My own attempts to investigate

We can see that the issue arises when running vjp on the manipulated version of the model. To try and diagnose the issue, I tried a minimal re-implementation of this part of the KFAC algorithm

# With the same model, etc from scripts/kfac.py above

import functools

primal_func_args = [params, (x, y)]

def read_env(
    env,
    variables,
):
    """Reads from the variable-to-array environment during tracing."""
    result = []
    assert isinstance(variables, list)
    for v in variables:
        if isinstance(v, jax.core.Literal):
            # Literals are values baked into the Jaxpr
            result.append(v.val)
        else:
            result.append(env[v])
    return result

def write_env(
    env,
    variables,
    values,
) -> None:
    """Writes to the variable-to-array environment during tracing."""
    assert len(variables) == len(values)
    for variables, val in zip(variables, values):
        env[variables] = val

def eval_jaxpr_eqn(eqn, in_values):
    """Computes the outputs of the given Jaxpr equation."""

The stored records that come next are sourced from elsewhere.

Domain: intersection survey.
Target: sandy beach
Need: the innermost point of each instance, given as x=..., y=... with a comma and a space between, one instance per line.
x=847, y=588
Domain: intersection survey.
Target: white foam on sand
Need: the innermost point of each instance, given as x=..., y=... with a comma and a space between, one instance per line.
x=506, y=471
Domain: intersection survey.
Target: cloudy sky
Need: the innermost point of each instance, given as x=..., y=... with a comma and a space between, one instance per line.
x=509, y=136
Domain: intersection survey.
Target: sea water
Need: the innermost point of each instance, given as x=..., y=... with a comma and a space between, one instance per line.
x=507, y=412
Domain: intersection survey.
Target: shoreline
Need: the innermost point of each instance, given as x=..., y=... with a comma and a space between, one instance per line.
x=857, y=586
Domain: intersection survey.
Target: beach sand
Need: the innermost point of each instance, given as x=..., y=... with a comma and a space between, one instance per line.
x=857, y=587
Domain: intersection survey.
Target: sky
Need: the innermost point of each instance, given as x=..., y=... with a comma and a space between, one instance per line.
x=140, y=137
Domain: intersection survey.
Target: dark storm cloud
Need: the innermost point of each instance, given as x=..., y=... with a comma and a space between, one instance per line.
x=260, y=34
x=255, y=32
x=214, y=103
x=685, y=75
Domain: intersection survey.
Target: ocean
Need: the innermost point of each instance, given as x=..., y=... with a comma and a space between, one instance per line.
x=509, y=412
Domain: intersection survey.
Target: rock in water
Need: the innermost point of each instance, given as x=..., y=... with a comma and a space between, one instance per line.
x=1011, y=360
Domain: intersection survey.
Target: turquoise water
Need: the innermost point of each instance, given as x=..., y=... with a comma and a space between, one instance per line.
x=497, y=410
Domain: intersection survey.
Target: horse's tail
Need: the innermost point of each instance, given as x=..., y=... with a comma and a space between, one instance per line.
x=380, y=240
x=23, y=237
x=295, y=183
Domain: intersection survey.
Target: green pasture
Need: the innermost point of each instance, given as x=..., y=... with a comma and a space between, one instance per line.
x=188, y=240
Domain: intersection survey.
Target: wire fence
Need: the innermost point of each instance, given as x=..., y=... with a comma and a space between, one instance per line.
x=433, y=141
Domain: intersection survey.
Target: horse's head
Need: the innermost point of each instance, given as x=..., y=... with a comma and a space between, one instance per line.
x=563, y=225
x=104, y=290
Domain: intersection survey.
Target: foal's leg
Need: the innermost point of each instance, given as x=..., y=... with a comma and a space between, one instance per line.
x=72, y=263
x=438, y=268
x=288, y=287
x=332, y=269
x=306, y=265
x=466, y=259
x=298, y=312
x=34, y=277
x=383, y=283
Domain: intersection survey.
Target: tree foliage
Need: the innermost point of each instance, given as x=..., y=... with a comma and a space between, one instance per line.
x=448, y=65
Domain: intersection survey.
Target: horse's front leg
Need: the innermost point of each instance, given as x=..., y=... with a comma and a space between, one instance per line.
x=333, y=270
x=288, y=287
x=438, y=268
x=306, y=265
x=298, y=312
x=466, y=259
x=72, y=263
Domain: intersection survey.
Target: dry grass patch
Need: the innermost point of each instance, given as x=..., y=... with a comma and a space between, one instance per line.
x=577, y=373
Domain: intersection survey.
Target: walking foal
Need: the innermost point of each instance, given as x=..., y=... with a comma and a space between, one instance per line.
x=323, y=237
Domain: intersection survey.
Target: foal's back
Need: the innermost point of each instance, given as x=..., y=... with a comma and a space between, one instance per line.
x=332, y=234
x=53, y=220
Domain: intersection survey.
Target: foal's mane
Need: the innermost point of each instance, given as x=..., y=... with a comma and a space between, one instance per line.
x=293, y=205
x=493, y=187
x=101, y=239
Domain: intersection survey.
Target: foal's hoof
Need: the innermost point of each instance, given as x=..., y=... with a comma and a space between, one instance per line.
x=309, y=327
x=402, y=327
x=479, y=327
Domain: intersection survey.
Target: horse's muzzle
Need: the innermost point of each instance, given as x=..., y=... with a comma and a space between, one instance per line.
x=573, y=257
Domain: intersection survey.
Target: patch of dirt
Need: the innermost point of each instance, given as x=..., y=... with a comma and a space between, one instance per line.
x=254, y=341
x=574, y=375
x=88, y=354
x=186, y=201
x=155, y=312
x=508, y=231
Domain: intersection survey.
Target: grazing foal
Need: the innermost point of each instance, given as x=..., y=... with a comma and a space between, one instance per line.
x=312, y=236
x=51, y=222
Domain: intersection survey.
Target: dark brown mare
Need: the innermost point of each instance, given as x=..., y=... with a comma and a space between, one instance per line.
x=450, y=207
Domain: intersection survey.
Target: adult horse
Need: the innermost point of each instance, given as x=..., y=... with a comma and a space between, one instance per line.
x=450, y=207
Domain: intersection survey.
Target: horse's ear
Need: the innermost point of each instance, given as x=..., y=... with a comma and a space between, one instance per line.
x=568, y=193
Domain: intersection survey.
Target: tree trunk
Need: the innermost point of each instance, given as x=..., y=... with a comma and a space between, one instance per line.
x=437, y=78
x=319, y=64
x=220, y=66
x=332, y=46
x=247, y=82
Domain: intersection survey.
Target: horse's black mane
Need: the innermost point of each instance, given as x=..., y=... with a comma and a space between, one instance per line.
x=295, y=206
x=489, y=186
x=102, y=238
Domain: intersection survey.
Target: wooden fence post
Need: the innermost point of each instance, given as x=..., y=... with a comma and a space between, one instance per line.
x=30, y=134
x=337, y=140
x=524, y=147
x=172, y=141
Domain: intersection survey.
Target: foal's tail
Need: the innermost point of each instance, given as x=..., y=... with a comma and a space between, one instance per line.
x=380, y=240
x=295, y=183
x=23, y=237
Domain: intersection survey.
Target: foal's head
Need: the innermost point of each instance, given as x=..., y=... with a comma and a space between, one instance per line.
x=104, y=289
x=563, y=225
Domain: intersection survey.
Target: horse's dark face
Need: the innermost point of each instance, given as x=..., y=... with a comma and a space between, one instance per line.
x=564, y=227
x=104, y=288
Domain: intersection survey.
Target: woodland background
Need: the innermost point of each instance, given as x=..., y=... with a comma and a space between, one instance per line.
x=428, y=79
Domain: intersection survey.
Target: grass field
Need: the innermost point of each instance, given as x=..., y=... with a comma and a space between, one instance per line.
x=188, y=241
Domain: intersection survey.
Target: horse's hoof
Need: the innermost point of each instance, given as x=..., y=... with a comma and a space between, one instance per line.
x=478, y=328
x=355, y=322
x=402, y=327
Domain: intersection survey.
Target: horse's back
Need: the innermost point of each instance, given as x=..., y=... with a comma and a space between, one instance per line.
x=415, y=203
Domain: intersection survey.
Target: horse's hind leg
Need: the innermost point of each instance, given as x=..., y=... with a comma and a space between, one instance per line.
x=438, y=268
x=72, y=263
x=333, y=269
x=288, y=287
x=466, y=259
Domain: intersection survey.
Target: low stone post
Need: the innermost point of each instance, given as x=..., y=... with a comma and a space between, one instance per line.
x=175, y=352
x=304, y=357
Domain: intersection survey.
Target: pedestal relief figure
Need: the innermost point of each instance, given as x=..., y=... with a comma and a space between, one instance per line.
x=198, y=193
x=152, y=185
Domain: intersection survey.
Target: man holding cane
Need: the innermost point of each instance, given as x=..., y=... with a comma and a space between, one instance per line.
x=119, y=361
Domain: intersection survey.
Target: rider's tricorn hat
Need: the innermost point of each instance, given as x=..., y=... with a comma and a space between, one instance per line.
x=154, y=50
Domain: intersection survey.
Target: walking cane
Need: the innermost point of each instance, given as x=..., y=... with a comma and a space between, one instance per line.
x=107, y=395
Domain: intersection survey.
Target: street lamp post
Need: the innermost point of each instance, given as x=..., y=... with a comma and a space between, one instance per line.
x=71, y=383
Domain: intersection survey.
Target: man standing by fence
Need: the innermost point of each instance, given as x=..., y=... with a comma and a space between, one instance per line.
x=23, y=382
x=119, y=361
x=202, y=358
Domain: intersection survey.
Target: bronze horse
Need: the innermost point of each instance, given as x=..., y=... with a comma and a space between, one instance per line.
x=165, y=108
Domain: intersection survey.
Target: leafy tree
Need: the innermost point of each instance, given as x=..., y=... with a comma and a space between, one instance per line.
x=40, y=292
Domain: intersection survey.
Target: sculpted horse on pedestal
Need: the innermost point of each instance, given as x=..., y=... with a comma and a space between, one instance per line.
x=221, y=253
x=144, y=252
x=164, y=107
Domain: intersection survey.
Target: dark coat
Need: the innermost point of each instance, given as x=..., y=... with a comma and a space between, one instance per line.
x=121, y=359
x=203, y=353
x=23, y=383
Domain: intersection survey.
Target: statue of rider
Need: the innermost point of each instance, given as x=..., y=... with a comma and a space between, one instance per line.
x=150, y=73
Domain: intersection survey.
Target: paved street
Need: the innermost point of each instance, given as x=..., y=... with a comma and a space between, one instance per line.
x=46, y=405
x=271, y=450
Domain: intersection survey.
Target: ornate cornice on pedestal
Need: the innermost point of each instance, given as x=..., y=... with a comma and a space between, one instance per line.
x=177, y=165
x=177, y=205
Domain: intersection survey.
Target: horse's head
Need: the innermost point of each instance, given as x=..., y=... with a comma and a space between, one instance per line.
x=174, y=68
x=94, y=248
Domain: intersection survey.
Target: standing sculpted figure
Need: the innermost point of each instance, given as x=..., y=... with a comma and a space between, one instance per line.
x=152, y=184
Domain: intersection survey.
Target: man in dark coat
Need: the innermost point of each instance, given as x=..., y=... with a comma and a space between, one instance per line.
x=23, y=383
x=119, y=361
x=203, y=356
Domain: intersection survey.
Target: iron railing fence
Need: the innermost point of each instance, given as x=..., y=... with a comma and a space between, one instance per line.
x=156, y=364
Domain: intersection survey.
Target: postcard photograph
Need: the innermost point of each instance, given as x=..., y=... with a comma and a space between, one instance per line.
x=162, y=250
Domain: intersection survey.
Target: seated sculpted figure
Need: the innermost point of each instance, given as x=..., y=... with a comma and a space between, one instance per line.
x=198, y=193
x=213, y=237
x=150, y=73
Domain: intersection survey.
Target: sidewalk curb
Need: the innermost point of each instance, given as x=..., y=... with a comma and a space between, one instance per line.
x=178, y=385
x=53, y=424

    subfuns, bind_params = eqn.primitive.get_bind_params(eqn.params)

    output = eqn.primitive.bind(*subfuns, *in_values, **bind_params)

    if not isinstance(output, list):
        return [output]
    else:
        return output

processed_jaxpr = jax.make_jaxpr(jax.value_and_grad(loss_fn))(params, (x, y))

layer_input_vars = list(u for eqn in processed_jaxpr.eqns for u in eqn.invars)

def forward():
    """Computes the values of all inputs to all **layer** tags."""

    own_func_args = primal_func_args

    # Mapping from variable -> value
    env = {}
    read = functools.partial(read_env, env)
    write = functools.partial(write_env, env)

    # Bind args and consts to environment
    write(processed_jaxpr.jaxpr.invars, jax.tree_util.tree_leaves(own_func_args))
    write(processed_jaxpr.jaxpr.constvars, processed_jaxpr.consts)

    # Loop through equations and evaluate them
    for eqn in processed_jaxpr.jaxpr.eqns:

        write(eqn.outvars, eval_jaxpr_eqn(eqn, read(eqn.invars)))

    return tuple(read(layer_input_vars))

input_values = forward()

def forward_aux(aux):

    own_func_args = primal_func_args

    # Mapping from variable -> value
    env = {}
    read = functools.partial(read_env, env)

    def write(variables: list[jax.core.Var], values) -> None:
        # if not isinstance(variables, list):
        #   variables = [variables]
        write_env(env, variables, values)

        for v in variables:
            if not isinstance(v, jax.core.Literal) and v in aux:
                env[v] = env[v] + aux[v]

    # Bind args and consts to environment
    write(processed_jaxpr.jaxpr.invars, jax.tree_util.tree_leaves(own_func_args))

    write(processed_jaxpr.jaxpr.constvars, processed_jaxpr.consts)

    # Loop through equations and evaluate primitives using `bind`
    losses_p_dependants = []
    losses_inputs_values = []

    for eqn in processed_jaxpr.jaxpr.eqns:

        input_values = read(eqn.invars)
        out = eval_jaxpr_eqn(eqn, input_values)
        write(eqn.outvars, out)

        losses_inputs_values.append(tuple(input_values))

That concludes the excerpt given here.